話を終わらせた頃には、空はすっかり闇に変わっていた。でも一人で帰すにはちょっと抵抗があった。以前自分が痴漢に襲われかけた時のことを考えると、とても一人では帰せない。と、そこへ翠ちゃんの携帯が鳴り出した。翠ちゃんは携帯を開き着信画面を見ると、「あ」と小さく声を上げた。
「樹兄だ。もしもーし」
翠ちゃんが電話に出るとなんだか怒鳴っている声が電話の向こうから聞こえてきた。声が漏れるほど大きな声をだしている樹くん、翠ちゃんがここにいるなんて知ったらますます怒るだろうか。そんな私の思いなどはお構い無しに翠ちゃんは、樹くんに居場所を告げてしまった。そしてしばらくしてから携帯を切る翠ちゃんは、私の方を向いて屈託無い笑顔を向ける。

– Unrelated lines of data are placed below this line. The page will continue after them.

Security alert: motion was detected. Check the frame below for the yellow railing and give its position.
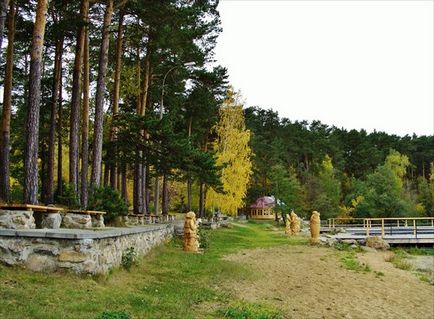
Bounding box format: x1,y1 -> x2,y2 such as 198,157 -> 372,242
327,218 -> 365,228
363,217 -> 434,238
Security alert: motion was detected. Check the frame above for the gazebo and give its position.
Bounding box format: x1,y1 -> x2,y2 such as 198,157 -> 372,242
250,196 -> 276,220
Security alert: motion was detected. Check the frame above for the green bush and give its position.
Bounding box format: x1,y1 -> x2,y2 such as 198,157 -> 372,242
88,186 -> 128,222
96,311 -> 130,319
121,247 -> 137,270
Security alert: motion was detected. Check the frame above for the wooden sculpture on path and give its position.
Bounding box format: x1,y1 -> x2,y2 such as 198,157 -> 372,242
183,212 -> 199,252
289,211 -> 300,235
285,214 -> 291,235
310,211 -> 321,245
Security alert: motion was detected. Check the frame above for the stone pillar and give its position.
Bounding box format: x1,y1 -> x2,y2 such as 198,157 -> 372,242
310,211 -> 321,245
183,212 -> 199,252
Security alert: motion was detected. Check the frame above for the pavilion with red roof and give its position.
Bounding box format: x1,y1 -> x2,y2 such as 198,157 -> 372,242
250,196 -> 276,220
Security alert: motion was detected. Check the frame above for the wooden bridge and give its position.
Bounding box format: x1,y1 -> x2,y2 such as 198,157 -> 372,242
321,217 -> 434,244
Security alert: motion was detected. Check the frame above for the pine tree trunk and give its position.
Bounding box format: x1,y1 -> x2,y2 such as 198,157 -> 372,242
69,0 -> 89,194
80,21 -> 89,209
199,136 -> 208,218
110,10 -> 124,189
0,0 -> 17,202
121,163 -> 128,205
57,69 -> 63,196
91,0 -> 113,186
161,174 -> 169,215
24,0 -> 48,204
187,117 -> 193,212
0,0 -> 9,65
44,36 -> 64,204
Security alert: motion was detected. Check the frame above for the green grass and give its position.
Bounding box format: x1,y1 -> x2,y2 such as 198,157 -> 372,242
0,223 -> 307,319
341,251 -> 371,272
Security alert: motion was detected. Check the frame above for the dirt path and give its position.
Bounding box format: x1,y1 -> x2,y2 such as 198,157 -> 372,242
225,246 -> 434,319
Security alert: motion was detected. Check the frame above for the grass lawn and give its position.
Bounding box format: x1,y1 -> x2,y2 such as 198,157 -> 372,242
0,222 -> 307,319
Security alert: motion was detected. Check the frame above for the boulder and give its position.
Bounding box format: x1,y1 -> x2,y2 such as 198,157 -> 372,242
365,236 -> 390,250
62,213 -> 92,229
92,215 -> 105,228
41,213 -> 62,229
25,254 -> 56,272
0,210 -> 36,229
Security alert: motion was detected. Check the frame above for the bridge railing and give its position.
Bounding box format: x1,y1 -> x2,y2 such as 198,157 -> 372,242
363,217 -> 434,238
327,218 -> 365,228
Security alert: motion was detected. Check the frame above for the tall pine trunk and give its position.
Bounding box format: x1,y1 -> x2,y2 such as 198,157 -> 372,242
199,136 -> 208,218
161,174 -> 169,215
0,0 -> 16,202
69,0 -> 89,194
91,0 -> 113,187
110,10 -> 124,188
0,0 -> 9,65
187,117 -> 193,212
80,21 -> 89,209
57,69 -> 63,196
44,35 -> 64,204
24,0 -> 48,204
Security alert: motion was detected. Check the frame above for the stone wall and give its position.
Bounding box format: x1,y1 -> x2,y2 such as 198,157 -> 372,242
0,224 -> 174,275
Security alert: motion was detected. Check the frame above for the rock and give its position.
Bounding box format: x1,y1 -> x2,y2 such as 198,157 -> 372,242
366,236 -> 390,250
25,254 -> 56,272
41,213 -> 62,229
0,210 -> 36,229
62,213 -> 92,229
58,251 -> 86,263
342,239 -> 358,245
92,215 -> 105,228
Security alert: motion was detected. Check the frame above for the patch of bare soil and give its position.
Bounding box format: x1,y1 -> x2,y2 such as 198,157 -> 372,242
225,246 -> 434,319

「樹兄が迎えにくるって。だからもう少しここにいていい?」
「え、あぁ、うん。いいよ」
「……迎えなんていいって言ったんだけどさー、痴漢に遭ったらどうするんだ!? とか言って。お父さんみたい」
「いいお兄さんじゃない」
「まぁ……ウザイ時もあるけどね」
少しだけ肩を竦めながら話す翠ちゃんは可愛らしかった。二人のお兄さんに大事にされていることだけは、よくわかる。だからこそ、こうやって素直に気持ちを露にするのだろうとそう思った。環境が性格を作っていく、彼女の周りは愛に溢れている。それはとても素敵なことだ。願わくば、その輪の中に入りたかったけれど……それだけはもう、敵わぬ願いになってしまったのだろう。
心の中の花びらが、散ってしまった。
『恋』という花はもう、全ての花びらを落として……あとは枯れるのを待つのみ、だ。